During World War II, the Germans and Italians strengthened the island's fortifications as part of the Atlantic Wall. The Italian contingent was made up of two officers and just over one hundred sailors, included in the 1st Atlantic Naval Infantry Division of the Italian Social Republic. During the Battle of Saint-Malo in August and September 1944 the German-Italian garrison was heavily bombarded by land artillery, naval artillery, and air strikes, with 19,729 aircraft bombs, including phosphorus and napalm, and about 20,000 artillery shells hitting the island. Guns on the island contributed to the defense of St. Malo. The island's three-hundred-man garrison eventually surrendered to elements of the U.S. 83rd Infantry Division on 2 September 1944.

==Post-war==
As a result of this intense Allied bombardment, Cézembre's landscape is barren and pitted, although natural vegetation is returning. The island has not yet been completely demined, and for this reason most of the island beyond the beach constitutes a zone interdite (prohibited zone), with a barbed-wire fence and warning notices.

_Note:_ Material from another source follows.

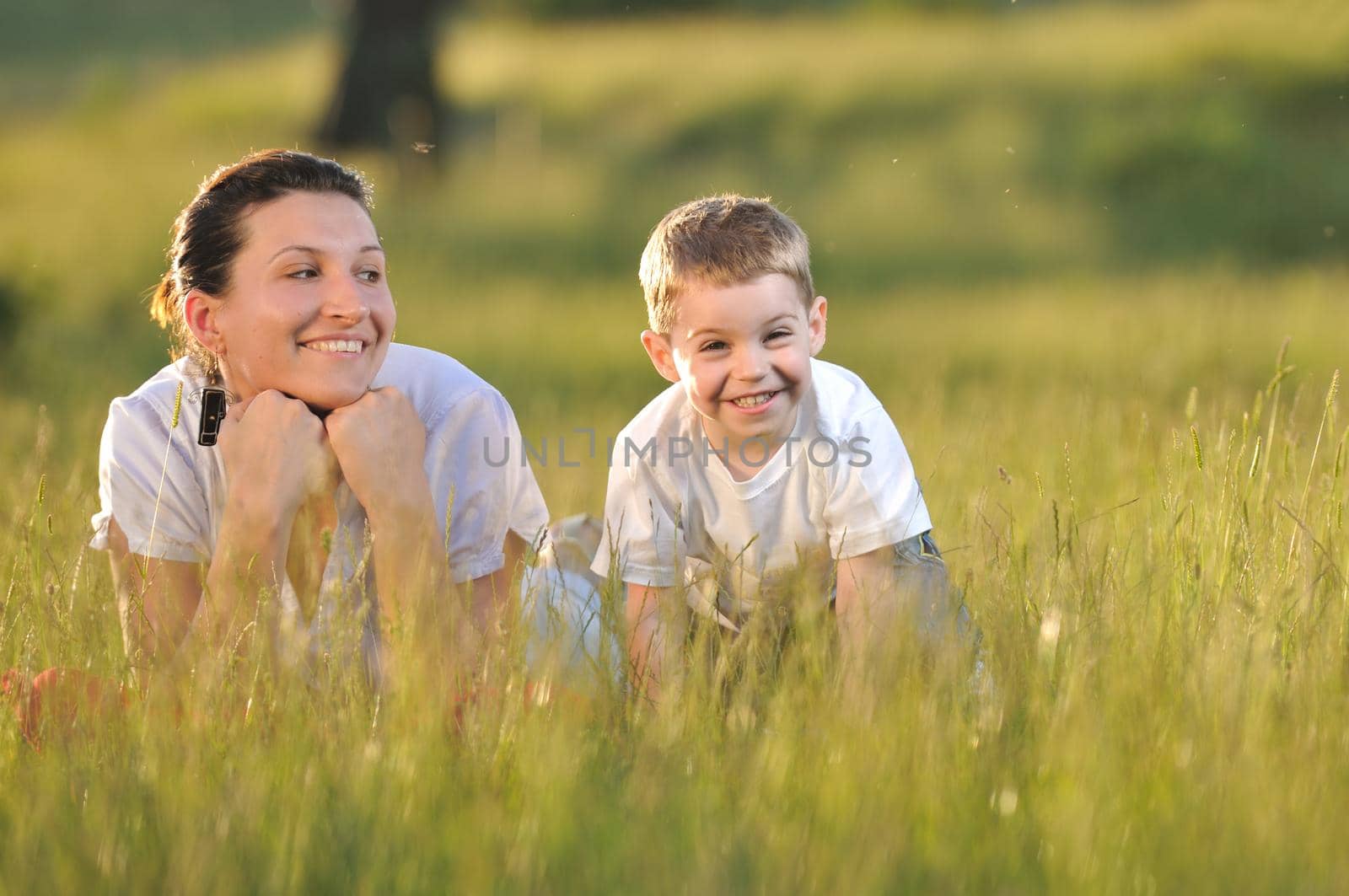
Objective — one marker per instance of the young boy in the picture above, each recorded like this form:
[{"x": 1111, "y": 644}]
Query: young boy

After demining operations, the management of the island was transferred from the French ministry of Defense to the Conservatoire du littoral (coastal conservatory, an official French public operator) in October 2017, in order to further expand its natural protection and manage the historic and archaeology sites left on the island, including the ruins of chapels and burial sites.

==Micronation==
The unrecognized micronation of Talossa has claimed the island of Cézembre since 1982.